The morning of the race, we picked up our bibs and I noticed it still had our friend’s name and information on it. So I let the staff know about the registration transfer and they just crossed off the old name and put mine next to it. Ok, cool.

After I finished the half marathon, I heard they were announcing some awards. I walked over to see what my time was and where I placed. I noticed my time was under our friend’s name and it showed I had placed 7th in the 25-29 age group. One of the event organizer’s came over and asked me to write all my information down for him and he would make sure to change it in their official results. Turned out they got all my information the day before but it was after they printed all the official paperwork out. No worries!

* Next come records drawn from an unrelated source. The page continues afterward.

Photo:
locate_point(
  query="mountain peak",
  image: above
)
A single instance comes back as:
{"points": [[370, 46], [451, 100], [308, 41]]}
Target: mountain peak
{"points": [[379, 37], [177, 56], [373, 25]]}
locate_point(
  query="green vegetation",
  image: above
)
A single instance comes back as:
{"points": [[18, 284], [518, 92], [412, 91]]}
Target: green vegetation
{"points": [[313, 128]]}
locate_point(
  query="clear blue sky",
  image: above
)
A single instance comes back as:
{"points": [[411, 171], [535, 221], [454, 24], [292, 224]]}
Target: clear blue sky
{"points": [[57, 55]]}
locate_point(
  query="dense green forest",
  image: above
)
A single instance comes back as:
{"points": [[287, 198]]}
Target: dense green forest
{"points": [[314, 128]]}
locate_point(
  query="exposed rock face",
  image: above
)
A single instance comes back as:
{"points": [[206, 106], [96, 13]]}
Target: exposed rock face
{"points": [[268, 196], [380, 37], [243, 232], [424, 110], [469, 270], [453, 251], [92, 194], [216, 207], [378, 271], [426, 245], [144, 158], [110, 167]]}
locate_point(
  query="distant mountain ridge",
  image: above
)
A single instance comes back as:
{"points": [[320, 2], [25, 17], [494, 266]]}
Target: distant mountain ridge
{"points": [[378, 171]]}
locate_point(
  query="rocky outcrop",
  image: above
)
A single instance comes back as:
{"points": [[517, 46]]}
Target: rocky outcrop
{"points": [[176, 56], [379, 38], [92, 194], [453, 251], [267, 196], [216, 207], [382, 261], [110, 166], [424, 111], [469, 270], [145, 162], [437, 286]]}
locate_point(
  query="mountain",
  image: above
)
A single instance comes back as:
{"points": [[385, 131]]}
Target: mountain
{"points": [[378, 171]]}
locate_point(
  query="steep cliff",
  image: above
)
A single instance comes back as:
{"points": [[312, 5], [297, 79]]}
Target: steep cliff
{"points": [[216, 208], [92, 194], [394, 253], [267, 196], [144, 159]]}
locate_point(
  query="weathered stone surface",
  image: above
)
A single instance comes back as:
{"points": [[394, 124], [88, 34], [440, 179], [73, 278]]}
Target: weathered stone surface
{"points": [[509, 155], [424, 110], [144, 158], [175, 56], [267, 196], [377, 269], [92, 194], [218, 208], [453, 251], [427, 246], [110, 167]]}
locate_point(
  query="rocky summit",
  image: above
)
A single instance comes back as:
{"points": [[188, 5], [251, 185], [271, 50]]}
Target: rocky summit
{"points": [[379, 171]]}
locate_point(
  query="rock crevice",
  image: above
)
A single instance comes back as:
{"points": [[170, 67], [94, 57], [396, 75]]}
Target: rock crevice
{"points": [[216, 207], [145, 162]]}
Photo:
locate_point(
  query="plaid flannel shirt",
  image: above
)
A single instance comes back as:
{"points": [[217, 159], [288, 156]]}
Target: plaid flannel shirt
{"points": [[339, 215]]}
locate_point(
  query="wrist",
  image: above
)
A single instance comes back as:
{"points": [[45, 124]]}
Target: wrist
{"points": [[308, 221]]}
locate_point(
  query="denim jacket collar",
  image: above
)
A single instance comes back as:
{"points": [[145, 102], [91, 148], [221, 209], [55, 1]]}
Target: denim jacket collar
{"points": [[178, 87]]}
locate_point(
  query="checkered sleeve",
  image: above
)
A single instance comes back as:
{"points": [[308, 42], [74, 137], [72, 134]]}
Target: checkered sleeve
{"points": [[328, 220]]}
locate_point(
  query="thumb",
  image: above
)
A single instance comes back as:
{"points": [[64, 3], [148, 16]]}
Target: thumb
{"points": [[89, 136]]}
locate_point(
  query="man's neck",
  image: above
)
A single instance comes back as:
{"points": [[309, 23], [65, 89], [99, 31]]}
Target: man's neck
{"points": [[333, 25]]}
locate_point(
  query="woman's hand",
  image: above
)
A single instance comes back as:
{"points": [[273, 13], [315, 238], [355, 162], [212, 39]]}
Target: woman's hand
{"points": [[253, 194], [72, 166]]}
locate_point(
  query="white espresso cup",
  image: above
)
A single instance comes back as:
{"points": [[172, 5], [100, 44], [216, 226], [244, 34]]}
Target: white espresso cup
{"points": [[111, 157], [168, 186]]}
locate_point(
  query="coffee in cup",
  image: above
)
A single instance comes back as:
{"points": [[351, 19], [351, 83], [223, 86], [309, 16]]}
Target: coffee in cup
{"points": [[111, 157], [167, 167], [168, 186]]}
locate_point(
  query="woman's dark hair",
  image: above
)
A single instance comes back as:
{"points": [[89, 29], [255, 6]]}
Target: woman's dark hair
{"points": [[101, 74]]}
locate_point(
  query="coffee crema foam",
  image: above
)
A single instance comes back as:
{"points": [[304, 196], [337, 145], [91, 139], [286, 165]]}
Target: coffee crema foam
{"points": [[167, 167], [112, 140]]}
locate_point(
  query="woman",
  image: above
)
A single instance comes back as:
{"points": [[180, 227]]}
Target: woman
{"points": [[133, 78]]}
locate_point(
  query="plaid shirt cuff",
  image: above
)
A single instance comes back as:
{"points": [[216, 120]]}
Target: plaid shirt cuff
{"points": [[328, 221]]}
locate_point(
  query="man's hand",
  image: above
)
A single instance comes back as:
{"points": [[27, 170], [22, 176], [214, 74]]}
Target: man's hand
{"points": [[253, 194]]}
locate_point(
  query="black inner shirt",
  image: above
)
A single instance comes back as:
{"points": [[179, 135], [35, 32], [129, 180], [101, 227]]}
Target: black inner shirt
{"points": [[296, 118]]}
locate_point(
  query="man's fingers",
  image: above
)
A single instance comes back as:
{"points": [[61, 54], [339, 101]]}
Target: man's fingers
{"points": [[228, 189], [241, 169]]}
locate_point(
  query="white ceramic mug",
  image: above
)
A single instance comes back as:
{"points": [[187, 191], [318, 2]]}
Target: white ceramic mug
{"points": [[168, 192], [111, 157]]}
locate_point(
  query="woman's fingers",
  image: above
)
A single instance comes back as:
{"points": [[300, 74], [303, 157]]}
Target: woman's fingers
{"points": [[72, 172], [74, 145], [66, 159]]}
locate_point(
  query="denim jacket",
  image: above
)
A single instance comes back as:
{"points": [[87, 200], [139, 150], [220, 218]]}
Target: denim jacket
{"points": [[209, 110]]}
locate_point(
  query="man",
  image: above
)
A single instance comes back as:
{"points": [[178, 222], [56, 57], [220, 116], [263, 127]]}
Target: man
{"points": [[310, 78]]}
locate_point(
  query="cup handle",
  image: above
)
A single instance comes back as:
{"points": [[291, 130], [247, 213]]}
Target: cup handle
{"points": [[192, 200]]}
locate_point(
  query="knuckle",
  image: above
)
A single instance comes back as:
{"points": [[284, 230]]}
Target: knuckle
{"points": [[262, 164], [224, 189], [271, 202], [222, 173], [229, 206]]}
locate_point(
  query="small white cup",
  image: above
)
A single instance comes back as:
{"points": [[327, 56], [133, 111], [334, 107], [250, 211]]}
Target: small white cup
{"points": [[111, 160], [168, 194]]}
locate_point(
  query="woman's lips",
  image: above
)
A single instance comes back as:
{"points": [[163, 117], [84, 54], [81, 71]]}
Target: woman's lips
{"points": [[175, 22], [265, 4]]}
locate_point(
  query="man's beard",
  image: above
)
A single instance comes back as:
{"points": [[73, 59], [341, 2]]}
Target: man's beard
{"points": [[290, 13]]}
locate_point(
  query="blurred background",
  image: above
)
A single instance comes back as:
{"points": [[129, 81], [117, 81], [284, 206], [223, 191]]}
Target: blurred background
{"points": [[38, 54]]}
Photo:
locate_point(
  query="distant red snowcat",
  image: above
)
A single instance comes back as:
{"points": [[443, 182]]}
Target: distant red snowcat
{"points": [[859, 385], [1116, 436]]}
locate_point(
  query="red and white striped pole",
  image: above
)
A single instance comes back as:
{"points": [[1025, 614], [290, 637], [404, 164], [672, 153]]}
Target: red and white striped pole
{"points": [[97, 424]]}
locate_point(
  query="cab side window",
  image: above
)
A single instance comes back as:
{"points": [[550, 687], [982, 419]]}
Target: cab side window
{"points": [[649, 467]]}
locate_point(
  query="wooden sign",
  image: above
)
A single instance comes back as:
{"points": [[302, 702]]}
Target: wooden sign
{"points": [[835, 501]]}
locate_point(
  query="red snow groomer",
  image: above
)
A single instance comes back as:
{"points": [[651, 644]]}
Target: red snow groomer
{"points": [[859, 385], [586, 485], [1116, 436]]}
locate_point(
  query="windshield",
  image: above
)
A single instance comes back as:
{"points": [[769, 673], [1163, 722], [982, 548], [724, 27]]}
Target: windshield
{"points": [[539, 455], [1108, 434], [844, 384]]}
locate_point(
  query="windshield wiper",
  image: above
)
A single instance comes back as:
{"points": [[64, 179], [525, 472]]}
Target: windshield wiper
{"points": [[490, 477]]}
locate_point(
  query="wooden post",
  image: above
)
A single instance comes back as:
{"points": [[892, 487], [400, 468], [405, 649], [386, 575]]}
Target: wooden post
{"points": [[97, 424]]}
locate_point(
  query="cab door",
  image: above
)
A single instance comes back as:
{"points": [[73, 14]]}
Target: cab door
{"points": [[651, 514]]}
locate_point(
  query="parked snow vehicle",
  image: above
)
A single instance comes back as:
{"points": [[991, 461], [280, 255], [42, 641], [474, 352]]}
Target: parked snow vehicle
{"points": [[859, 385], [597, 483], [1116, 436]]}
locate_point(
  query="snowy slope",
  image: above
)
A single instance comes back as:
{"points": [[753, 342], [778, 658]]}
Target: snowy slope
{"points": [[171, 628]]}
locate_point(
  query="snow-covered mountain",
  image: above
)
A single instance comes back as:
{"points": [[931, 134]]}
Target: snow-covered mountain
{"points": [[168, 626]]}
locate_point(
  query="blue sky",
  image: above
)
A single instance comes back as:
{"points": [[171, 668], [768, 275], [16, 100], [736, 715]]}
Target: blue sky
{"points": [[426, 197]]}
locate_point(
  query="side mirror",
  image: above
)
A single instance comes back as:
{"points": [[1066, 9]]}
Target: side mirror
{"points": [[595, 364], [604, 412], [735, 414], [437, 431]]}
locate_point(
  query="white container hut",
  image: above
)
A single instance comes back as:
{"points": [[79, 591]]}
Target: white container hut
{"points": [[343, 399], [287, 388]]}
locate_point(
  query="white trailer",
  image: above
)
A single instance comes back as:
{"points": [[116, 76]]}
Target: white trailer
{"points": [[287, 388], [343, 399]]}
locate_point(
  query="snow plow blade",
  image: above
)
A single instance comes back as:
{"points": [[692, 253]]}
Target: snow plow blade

Well, I finally got around to checking the official results online last weekend and noticed that I placed 3rd in my age group (I’m a little older, in the 35-39 age group)! I was kind of stoked! I realized that I should have gotten one of the awards they were passing out. So, I contacted the event organizers and they sent me this lovely medal!photo(27)

And that’s Part Deux!

I have placed second in my age group in two other races before but failed to get my awards because I didn’t know until after I left the race. I never thought to contact them after to get it. No big deal though.

I was just appreciative that they sent the medal, since this was my first TRAIL half marathon. [insert happy face emoticon!]

This little lull

I’m purposely taking a little break. This break is from end of January February 9th til the end of March/early April. By break, I mean, less running, but still maintaining. Strength training, but no serious training. No set schedule. Just chillin’ and running when I want to. It’s kind of nice. Although, I have to admit I do have days where I feel like I HAVE to get a run in.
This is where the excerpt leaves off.